John Sage: After graduation, Chris moved to Costa Rica to plant a church and I worked for Microsoft in Seattle. On our visit in the summer of 1997 in San Diego, I was struck once again by Chris’s vision and passion for ministry, particularly to these kids, and how much he had sacrificed to see his dream turn into reality. In that moment God birthed the vision. “What if we started our own little company to sell Costa Rican coffee over the web and used the bags to share the story of your work with children?” I asked. “The profits could provide sustainable funding for your ministry.” Without any hesitation Chris grabbed on to it: “We could call the company ‘Pura Vida,’ which is how Costa Ricans greet one another.” I was so excited—it seemed the perfect combination of all my interests: technology, business, coffee, and ministry—so I was ready to get going.
Pura Vida Coffee is a for-profit company, but one that’s wholly owned by Pura Vida Partners, a 501 (c) (3) public charity. We wanted to create long-term value for kids and their families in coffee growing regions of the world. To use this profitable company to improve the living condition of growers, we’re committed to carrying only certified fair trade coffee, which means we pay a minimum of $1.26 a pound for the green that we buy. That’s at the beginning end; at the back end we put all of our profit back into benefiting kids in those regions.
John Sage, co-founder.

John Sage, co-founder.

 
Current owners Jeff Martin, Donna Martin and Jeff Hussey.

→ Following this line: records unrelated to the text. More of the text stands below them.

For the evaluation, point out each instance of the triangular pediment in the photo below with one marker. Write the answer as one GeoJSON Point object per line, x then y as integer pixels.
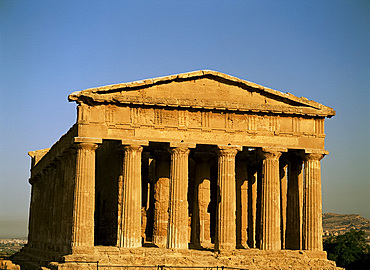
{"type": "Point", "coordinates": [202, 90]}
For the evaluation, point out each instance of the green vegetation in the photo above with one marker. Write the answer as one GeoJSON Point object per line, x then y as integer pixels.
{"type": "Point", "coordinates": [349, 250]}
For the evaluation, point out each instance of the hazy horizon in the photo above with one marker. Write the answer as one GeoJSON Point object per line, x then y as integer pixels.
{"type": "Point", "coordinates": [316, 49]}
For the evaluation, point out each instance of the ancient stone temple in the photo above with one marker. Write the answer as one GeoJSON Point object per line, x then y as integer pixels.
{"type": "Point", "coordinates": [195, 168]}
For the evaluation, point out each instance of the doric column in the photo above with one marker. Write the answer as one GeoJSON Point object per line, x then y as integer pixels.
{"type": "Point", "coordinates": [84, 195]}
{"type": "Point", "coordinates": [161, 198]}
{"type": "Point", "coordinates": [225, 228]}
{"type": "Point", "coordinates": [252, 207]}
{"type": "Point", "coordinates": [312, 203]}
{"type": "Point", "coordinates": [177, 236]}
{"type": "Point", "coordinates": [241, 204]}
{"type": "Point", "coordinates": [294, 203]}
{"type": "Point", "coordinates": [130, 229]}
{"type": "Point", "coordinates": [270, 201]}
{"type": "Point", "coordinates": [202, 197]}
{"type": "Point", "coordinates": [283, 201]}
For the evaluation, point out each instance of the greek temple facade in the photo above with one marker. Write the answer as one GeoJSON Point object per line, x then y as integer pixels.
{"type": "Point", "coordinates": [198, 160]}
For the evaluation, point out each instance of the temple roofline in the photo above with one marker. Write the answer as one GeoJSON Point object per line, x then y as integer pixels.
{"type": "Point", "coordinates": [91, 93]}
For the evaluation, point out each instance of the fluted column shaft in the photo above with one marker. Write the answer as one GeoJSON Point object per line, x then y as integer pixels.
{"type": "Point", "coordinates": [177, 236]}
{"type": "Point", "coordinates": [202, 198]}
{"type": "Point", "coordinates": [161, 198]}
{"type": "Point", "coordinates": [225, 228]}
{"type": "Point", "coordinates": [312, 203]}
{"type": "Point", "coordinates": [283, 202]}
{"type": "Point", "coordinates": [270, 202]}
{"type": "Point", "coordinates": [130, 234]}
{"type": "Point", "coordinates": [84, 195]}
{"type": "Point", "coordinates": [294, 204]}
{"type": "Point", "coordinates": [241, 204]}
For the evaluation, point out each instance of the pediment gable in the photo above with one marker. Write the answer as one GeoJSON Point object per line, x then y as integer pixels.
{"type": "Point", "coordinates": [202, 90]}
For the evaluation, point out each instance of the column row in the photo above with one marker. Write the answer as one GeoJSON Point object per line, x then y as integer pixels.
{"type": "Point", "coordinates": [171, 221]}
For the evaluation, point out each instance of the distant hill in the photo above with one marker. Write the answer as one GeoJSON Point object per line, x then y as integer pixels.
{"type": "Point", "coordinates": [335, 224]}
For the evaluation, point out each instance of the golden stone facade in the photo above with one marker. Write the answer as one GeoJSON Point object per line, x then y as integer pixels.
{"type": "Point", "coordinates": [195, 161]}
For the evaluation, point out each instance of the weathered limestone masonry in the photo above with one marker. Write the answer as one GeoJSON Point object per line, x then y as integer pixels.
{"type": "Point", "coordinates": [199, 167]}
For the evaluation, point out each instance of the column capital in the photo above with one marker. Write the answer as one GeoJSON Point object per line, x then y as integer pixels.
{"type": "Point", "coordinates": [89, 146]}
{"type": "Point", "coordinates": [312, 156]}
{"type": "Point", "coordinates": [179, 150]}
{"type": "Point", "coordinates": [87, 140]}
{"type": "Point", "coordinates": [132, 148]}
{"type": "Point", "coordinates": [228, 150]}
{"type": "Point", "coordinates": [270, 153]}
{"type": "Point", "coordinates": [203, 156]}
{"type": "Point", "coordinates": [134, 142]}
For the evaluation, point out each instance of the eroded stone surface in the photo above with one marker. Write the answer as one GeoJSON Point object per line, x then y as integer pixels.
{"type": "Point", "coordinates": [201, 160]}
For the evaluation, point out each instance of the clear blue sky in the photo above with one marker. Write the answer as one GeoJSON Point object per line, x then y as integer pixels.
{"type": "Point", "coordinates": [316, 49]}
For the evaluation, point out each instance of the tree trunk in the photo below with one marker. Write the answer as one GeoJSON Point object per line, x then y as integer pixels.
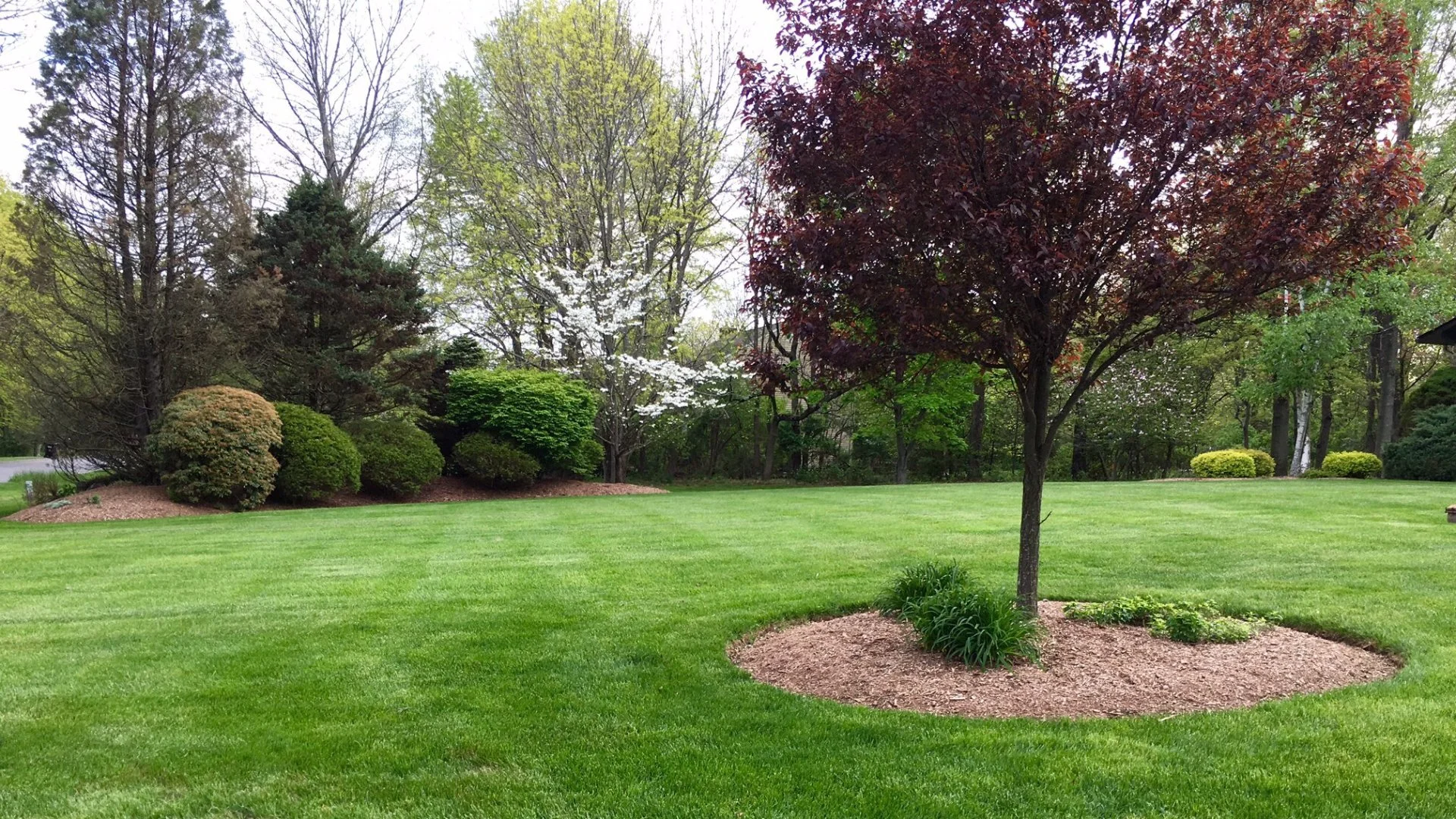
{"type": "Point", "coordinates": [1327, 420]}
{"type": "Point", "coordinates": [1036, 453]}
{"type": "Point", "coordinates": [1279, 436]}
{"type": "Point", "coordinates": [1304, 400]}
{"type": "Point", "coordinates": [1388, 372]}
{"type": "Point", "coordinates": [769, 445]}
{"type": "Point", "coordinates": [902, 447]}
{"type": "Point", "coordinates": [977, 431]}
{"type": "Point", "coordinates": [1079, 447]}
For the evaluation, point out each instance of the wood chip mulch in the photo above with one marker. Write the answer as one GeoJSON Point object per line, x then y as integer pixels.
{"type": "Point", "coordinates": [1088, 670]}
{"type": "Point", "coordinates": [124, 502]}
{"type": "Point", "coordinates": [118, 502]}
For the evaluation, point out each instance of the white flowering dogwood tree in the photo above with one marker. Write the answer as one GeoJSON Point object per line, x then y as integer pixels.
{"type": "Point", "coordinates": [599, 331]}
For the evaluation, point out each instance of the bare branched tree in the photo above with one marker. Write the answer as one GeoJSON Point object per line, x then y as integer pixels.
{"type": "Point", "coordinates": [338, 96]}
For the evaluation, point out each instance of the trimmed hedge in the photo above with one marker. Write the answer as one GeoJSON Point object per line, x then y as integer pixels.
{"type": "Point", "coordinates": [1225, 464]}
{"type": "Point", "coordinates": [485, 460]}
{"type": "Point", "coordinates": [395, 457]}
{"type": "Point", "coordinates": [1351, 465]}
{"type": "Point", "coordinates": [545, 414]}
{"type": "Point", "coordinates": [315, 460]}
{"type": "Point", "coordinates": [215, 445]}
{"type": "Point", "coordinates": [1429, 453]}
{"type": "Point", "coordinates": [1263, 463]}
{"type": "Point", "coordinates": [1439, 390]}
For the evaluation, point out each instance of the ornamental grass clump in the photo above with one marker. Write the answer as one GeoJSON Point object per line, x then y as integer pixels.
{"type": "Point", "coordinates": [1181, 621]}
{"type": "Point", "coordinates": [957, 617]}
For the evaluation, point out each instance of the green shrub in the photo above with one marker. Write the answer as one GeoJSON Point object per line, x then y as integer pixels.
{"type": "Point", "coordinates": [1429, 453]}
{"type": "Point", "coordinates": [544, 414]}
{"type": "Point", "coordinates": [585, 460]}
{"type": "Point", "coordinates": [1351, 465]}
{"type": "Point", "coordinates": [1439, 390]}
{"type": "Point", "coordinates": [46, 484]}
{"type": "Point", "coordinates": [974, 626]}
{"type": "Point", "coordinates": [1263, 463]}
{"type": "Point", "coordinates": [1225, 464]}
{"type": "Point", "coordinates": [919, 582]}
{"type": "Point", "coordinates": [215, 445]}
{"type": "Point", "coordinates": [494, 463]}
{"type": "Point", "coordinates": [1181, 621]}
{"type": "Point", "coordinates": [395, 457]}
{"type": "Point", "coordinates": [315, 458]}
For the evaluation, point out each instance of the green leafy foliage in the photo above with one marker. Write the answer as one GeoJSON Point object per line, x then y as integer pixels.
{"type": "Point", "coordinates": [46, 484]}
{"type": "Point", "coordinates": [395, 457]}
{"type": "Point", "coordinates": [1429, 453]}
{"type": "Point", "coordinates": [1351, 465]}
{"type": "Point", "coordinates": [918, 582]}
{"type": "Point", "coordinates": [315, 460]}
{"type": "Point", "coordinates": [974, 626]}
{"type": "Point", "coordinates": [1439, 390]}
{"type": "Point", "coordinates": [1263, 463]}
{"type": "Point", "coordinates": [1181, 621]}
{"type": "Point", "coordinates": [346, 316]}
{"type": "Point", "coordinates": [490, 461]}
{"type": "Point", "coordinates": [215, 445]}
{"type": "Point", "coordinates": [1225, 464]}
{"type": "Point", "coordinates": [545, 414]}
{"type": "Point", "coordinates": [956, 617]}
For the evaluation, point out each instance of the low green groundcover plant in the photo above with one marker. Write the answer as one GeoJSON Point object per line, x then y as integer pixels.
{"type": "Point", "coordinates": [957, 617]}
{"type": "Point", "coordinates": [1225, 464]}
{"type": "Point", "coordinates": [487, 460]}
{"type": "Point", "coordinates": [315, 458]}
{"type": "Point", "coordinates": [1181, 621]}
{"type": "Point", "coordinates": [1351, 465]}
{"type": "Point", "coordinates": [47, 485]}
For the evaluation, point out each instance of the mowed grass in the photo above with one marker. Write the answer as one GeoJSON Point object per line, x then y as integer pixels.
{"type": "Point", "coordinates": [565, 657]}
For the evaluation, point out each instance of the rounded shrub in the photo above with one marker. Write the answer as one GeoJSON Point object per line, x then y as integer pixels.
{"type": "Point", "coordinates": [1225, 464]}
{"type": "Point", "coordinates": [1263, 463]}
{"type": "Point", "coordinates": [1439, 390]}
{"type": "Point", "coordinates": [315, 460]}
{"type": "Point", "coordinates": [492, 463]}
{"type": "Point", "coordinates": [1429, 453]}
{"type": "Point", "coordinates": [395, 457]}
{"type": "Point", "coordinates": [1351, 465]}
{"type": "Point", "coordinates": [215, 445]}
{"type": "Point", "coordinates": [545, 414]}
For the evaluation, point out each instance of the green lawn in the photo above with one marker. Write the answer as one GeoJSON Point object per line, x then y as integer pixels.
{"type": "Point", "coordinates": [565, 657]}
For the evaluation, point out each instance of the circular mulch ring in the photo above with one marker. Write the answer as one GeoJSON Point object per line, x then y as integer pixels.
{"type": "Point", "coordinates": [1090, 670]}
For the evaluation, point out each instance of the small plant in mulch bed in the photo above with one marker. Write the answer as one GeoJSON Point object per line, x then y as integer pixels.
{"type": "Point", "coordinates": [1181, 621]}
{"type": "Point", "coordinates": [957, 617]}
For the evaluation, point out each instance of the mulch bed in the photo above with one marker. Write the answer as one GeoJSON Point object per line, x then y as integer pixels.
{"type": "Point", "coordinates": [124, 502]}
{"type": "Point", "coordinates": [1090, 670]}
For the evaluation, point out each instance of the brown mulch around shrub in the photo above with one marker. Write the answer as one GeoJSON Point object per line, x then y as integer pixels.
{"type": "Point", "coordinates": [118, 502]}
{"type": "Point", "coordinates": [124, 502]}
{"type": "Point", "coordinates": [1090, 670]}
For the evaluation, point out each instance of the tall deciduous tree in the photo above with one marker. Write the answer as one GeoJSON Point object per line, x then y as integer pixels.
{"type": "Point", "coordinates": [134, 167]}
{"type": "Point", "coordinates": [347, 316]}
{"type": "Point", "coordinates": [335, 98]}
{"type": "Point", "coordinates": [1037, 186]}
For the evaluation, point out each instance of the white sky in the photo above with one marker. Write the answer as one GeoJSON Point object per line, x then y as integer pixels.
{"type": "Point", "coordinates": [443, 37]}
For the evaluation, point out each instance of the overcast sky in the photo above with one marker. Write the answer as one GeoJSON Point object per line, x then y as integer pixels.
{"type": "Point", "coordinates": [443, 36]}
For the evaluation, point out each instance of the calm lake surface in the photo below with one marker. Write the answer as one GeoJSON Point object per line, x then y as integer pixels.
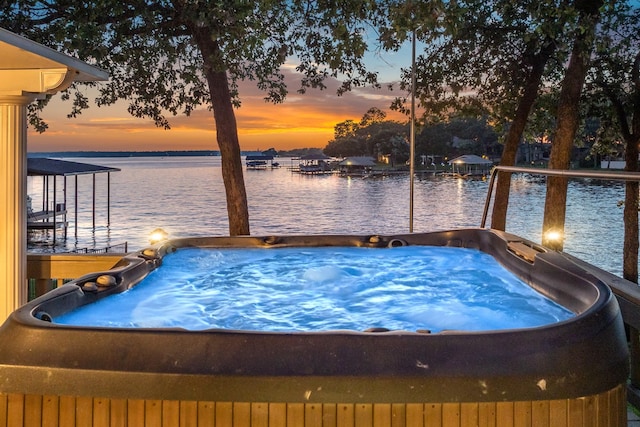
{"type": "Point", "coordinates": [185, 196]}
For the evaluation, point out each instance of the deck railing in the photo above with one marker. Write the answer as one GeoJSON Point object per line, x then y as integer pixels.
{"type": "Point", "coordinates": [626, 292]}
{"type": "Point", "coordinates": [48, 271]}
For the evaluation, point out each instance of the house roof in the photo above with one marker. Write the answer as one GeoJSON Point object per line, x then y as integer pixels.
{"type": "Point", "coordinates": [20, 53]}
{"type": "Point", "coordinates": [53, 167]}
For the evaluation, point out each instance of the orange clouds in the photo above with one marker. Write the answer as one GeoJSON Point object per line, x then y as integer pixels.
{"type": "Point", "coordinates": [301, 121]}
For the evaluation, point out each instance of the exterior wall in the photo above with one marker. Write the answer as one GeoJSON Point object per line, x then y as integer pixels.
{"type": "Point", "coordinates": [607, 409]}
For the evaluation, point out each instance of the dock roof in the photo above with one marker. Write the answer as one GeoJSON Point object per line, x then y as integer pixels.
{"type": "Point", "coordinates": [53, 167]}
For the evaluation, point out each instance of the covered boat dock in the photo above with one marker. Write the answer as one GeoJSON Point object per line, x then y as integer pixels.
{"type": "Point", "coordinates": [52, 214]}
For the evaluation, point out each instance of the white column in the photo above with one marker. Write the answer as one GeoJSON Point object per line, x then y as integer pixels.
{"type": "Point", "coordinates": [13, 209]}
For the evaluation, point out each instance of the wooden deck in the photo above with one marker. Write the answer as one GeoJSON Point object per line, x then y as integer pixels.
{"type": "Point", "coordinates": [603, 410]}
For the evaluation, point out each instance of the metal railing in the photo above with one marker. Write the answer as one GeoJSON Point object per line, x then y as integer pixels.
{"type": "Point", "coordinates": [627, 293]}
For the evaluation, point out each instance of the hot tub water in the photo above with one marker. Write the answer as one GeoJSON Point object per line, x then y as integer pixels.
{"type": "Point", "coordinates": [330, 288]}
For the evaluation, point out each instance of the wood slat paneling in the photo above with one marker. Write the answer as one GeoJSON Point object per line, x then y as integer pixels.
{"type": "Point", "coordinates": [16, 410]}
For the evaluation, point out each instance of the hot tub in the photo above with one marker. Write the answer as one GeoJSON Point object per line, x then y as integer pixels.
{"type": "Point", "coordinates": [566, 373]}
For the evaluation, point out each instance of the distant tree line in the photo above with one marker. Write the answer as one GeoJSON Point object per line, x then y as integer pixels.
{"type": "Point", "coordinates": [377, 137]}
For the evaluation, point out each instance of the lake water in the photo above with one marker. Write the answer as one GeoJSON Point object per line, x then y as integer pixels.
{"type": "Point", "coordinates": [185, 196]}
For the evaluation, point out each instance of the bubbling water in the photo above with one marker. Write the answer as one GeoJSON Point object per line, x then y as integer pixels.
{"type": "Point", "coordinates": [318, 289]}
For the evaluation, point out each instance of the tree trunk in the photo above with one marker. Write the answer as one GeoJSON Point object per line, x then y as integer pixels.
{"type": "Point", "coordinates": [227, 133]}
{"type": "Point", "coordinates": [501, 201]}
{"type": "Point", "coordinates": [567, 125]}
{"type": "Point", "coordinates": [630, 251]}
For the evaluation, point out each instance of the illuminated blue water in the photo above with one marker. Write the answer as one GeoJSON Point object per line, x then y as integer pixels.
{"type": "Point", "coordinates": [315, 289]}
{"type": "Point", "coordinates": [185, 196]}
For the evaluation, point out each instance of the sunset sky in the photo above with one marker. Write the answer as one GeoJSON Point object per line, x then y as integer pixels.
{"type": "Point", "coordinates": [301, 121]}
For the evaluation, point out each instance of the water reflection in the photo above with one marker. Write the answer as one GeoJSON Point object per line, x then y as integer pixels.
{"type": "Point", "coordinates": [185, 197]}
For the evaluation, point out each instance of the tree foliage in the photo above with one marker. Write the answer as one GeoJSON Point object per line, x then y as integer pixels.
{"type": "Point", "coordinates": [372, 136]}
{"type": "Point", "coordinates": [169, 57]}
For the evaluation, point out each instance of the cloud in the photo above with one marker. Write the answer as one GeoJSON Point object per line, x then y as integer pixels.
{"type": "Point", "coordinates": [302, 120]}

Current owners Jeff Martin, Donna Martin and Jeff Hussey.

The Pura Vida Coffee legacy was passed onto present ownership in 2004. The foundation turned into Pura Vida Create Good and expanded into coffee growing regions in Africa and South America. Despite a new name, it still maintains its philanthropic roots through partnering with FundaVida, Chris Dearnley’s non-profit, and expanding support to other non-profits geared towards helping at-risk children in coffee producing countries around the world.